- No period data has been added yet
- 700 AD - 1099 AD
- From 2 to 9th November 2003 the Albanian Rescue Archaeological Unit, in collaboration with the Institute of Archaeology and the Archaeological Museum of Korça, organized a rescue excavation at the medieval cemetery at Rrëmbec, discovered by chance by the landowners while extracting sand for building purposes. During the excavations were discovered 11 graves, not to mention many others destroyed before the excavations by the landowners. All the graves consisted in simple rectangular pits, with dimensions varying from 0.90m to 2m length and from 0.50m to 0.60m width, with no construction at all. The only burial type practiced was inhumation. The orientation of the disposal was East-West with slight deviations which perhaps can be explained with burials in different seasons of the year. In general the grave inventory was poor. Only 4 graves had finds. Other finds came to light from the destroyed graves. The most common group of finds was made by 20 complete and 4 fragmented ceramic vessels: two-handled vessels, vessels without handles, oinochoai, and cups. The inventory also included ornaments, mainly coming from destroyed graves, like earrings, finger rings, beads and head ornaments, mainly made of bronze, bronze and silver or pasta vitrea. The comparison between the finds of this cemetery with finds from other Early Medieval cemeteries from north and south Albania made possible to establish that this group was very close to the materials discovered in the tumuli of Rehovë, Piskovë and Dukat. It seems that the Cemetery at Rrembec was used for a long period of time starting from Late Antiquity and continuing in the two first phases of the Early Medieval period in the VIII-IX and IX-XI centuries A.D.
- In May 2004 the Albanian Rescue Archaeological Unit in collaboration with the Institute of Archaeology and the Archaeological Museum of Korça, organized the second season of excavations at the Mediaeval cemetery at Rrëmbec.

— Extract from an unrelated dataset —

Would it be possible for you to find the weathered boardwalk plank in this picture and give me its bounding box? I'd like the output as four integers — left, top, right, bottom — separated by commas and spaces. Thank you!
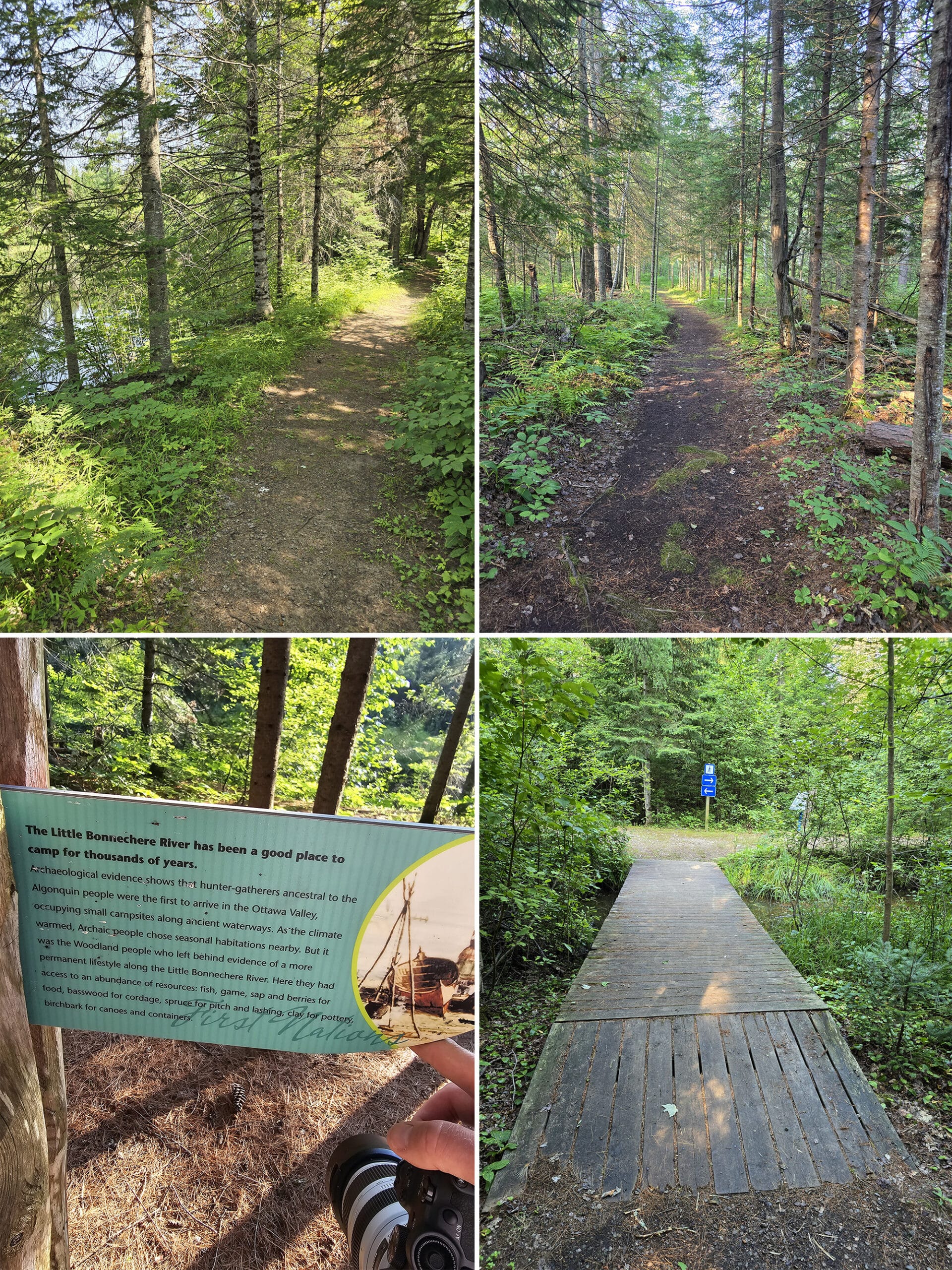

This season was the continuation of the first season organized in November 2003. Besides carrying on the same goals of the first season, in this season another goal was to be reached, that of the anthropological study of the skeletons. During this year 28 graves were discovered. They all consisted in rectangular pits with dimensions varying from 2.10m to 0.55m length and from 0.60m to 0.35m width. The burial type practiced was inhumation, individuals mostly were supine with extended legs and folded or extended arms. The orientation of the disposals was Northwest-Southeast. In this season as well, the inventory was not very rich. From 28 graves only 8 of them had inventory. The most common group of finds was composed by ceramic vessels such as vessels without handles and two-handled vessels. The inventory also included ornaments like bronze earrings and glass beads, a clay object identified as a spindle whorl, a couple of small iron knifes and an iron buckle. All the materials were dated to the VIII-IX centuries A.D. The anthropologists studied 41 well preserved skeletons. 15 of them were adult males aged from 25 to over 40 years old, 9 were adult females aged from 25 to over 40 years old and 17 were children and sub-adults from 0 to 15 years old. The length of the individuals varied from 170 to 177cm for males and from 153 to 161cm for females. Morphological analyses showed that some of the individuals had great morphological similarity, which is an evidence for the presence of family burial areas at Rrëmbec.
- L. Bejko, S. Aliu, S. Lela, 2004, Varreza mesjetare në Rëmbec të Korçës, in Candavia 1: 211–243.
- L. Bejko, M.G. Amore, S. Aliu, 2005, Varreza mesjetare në Rrëmbec të Korçës (gërmime të vitit 2004), Candavia 2: 327-348.